Expanding Ricci solitons and Higgs bundles

TL;DR

This paper investigates expanding Ricci solitons with nilpotent symmetry on vector bundles, linking them to twisted harmonic-Einstein equations and G-Higgs bundles, leading to new examples and classifications, especially in dimension four.

Contribution

It introduces a reduction of Ricci soliton equations to twisted harmonic-Einstein equations and establishes a correspondence with G-Higgs bundles on surfaces, producing new non-homogeneous examples.

Findings

Dimension reduction to twisted harmonic-Einstein equations

Correspondence with G-Higgs bundles on surfaces

Complete classification in dimension four

Abstract

Motivated by the long-time behavior of Ricci flows that collapse with bounded curvature, we study expanding Ricci solitons with nilpotent symmetry on vector bundles over a closed manifold.
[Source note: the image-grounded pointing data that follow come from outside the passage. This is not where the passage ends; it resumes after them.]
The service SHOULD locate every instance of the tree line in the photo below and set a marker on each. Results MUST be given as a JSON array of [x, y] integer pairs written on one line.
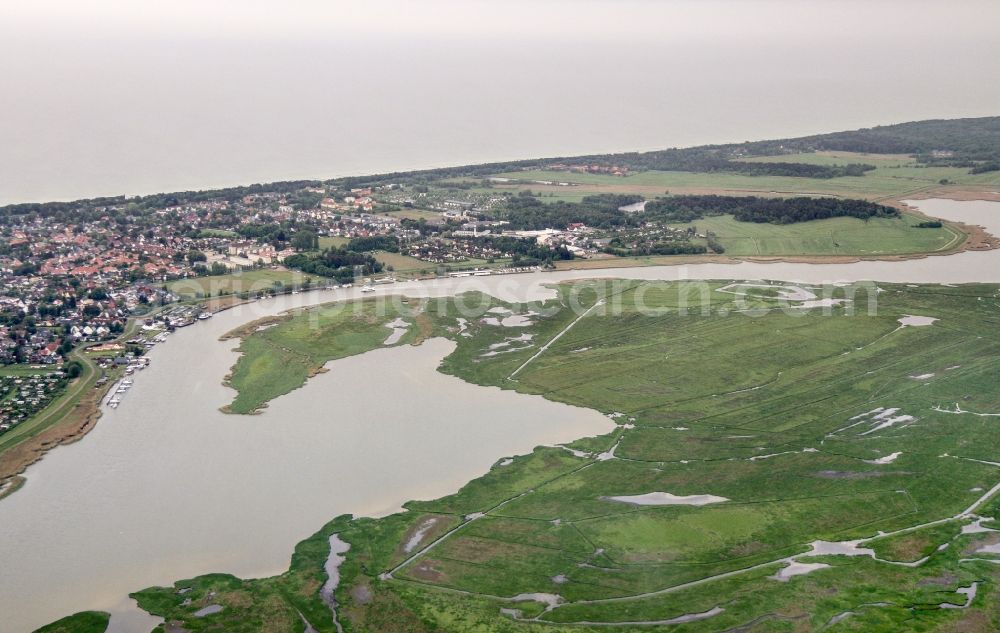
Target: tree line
[[678, 209]]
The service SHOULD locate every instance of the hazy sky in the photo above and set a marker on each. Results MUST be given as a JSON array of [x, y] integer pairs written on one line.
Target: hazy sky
[[108, 97]]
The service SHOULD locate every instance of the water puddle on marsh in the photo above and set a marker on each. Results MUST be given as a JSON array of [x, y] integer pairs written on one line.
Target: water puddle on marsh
[[167, 487]]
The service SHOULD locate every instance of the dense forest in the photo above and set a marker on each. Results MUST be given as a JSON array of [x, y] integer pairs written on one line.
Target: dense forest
[[526, 212], [677, 209], [971, 143]]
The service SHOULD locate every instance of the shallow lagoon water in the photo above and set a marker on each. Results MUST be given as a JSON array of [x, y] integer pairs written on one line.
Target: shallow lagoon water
[[167, 487]]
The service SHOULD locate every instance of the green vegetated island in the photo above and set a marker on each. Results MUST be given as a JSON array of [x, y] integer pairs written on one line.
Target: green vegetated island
[[782, 460], [773, 468]]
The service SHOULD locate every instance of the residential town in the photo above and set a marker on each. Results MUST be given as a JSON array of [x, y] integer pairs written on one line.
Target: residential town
[[73, 274]]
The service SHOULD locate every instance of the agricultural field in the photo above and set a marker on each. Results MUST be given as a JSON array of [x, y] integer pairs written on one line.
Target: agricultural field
[[786, 458], [831, 236], [239, 282], [336, 242], [888, 180]]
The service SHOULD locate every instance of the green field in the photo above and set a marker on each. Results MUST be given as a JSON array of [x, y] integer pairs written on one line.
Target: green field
[[717, 390], [244, 281], [327, 242], [887, 181], [832, 236]]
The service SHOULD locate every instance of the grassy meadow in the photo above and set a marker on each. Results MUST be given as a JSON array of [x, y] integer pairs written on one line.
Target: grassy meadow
[[893, 177], [717, 389]]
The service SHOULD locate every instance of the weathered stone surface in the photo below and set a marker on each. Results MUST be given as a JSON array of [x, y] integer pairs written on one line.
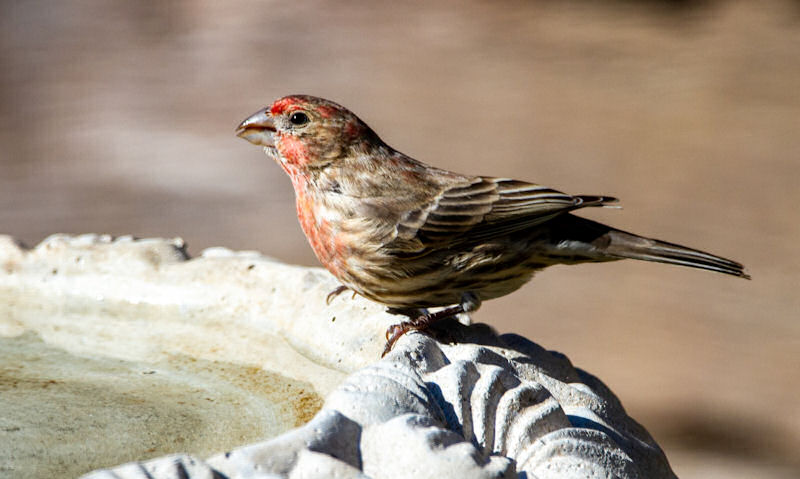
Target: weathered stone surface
[[461, 402]]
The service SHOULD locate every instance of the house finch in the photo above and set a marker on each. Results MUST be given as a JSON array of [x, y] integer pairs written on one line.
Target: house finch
[[412, 236]]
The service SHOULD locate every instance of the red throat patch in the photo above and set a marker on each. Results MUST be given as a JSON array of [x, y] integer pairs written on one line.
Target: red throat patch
[[293, 149]]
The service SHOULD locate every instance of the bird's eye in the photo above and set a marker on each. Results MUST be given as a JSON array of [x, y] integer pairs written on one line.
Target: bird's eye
[[298, 118]]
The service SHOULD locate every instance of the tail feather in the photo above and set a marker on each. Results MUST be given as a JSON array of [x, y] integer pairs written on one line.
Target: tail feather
[[606, 243], [626, 245]]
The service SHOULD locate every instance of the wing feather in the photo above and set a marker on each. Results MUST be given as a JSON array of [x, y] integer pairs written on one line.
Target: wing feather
[[483, 208]]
We prove that, under mild assumptions that are satisfied by Ricci flow limits, the equations dimension-reduce to the so-called twisted harmonic-Einstein equations. When the base is a surface, we establish a correspondence between solutions of the latter and a class of G-Higgs bundles. This allows us to produce infinite families of new examples that are not locally homogeneous, and in particular to obtain a complete description in dimension 4. We also show that all our examples admit Einstein one-dimensional extensions.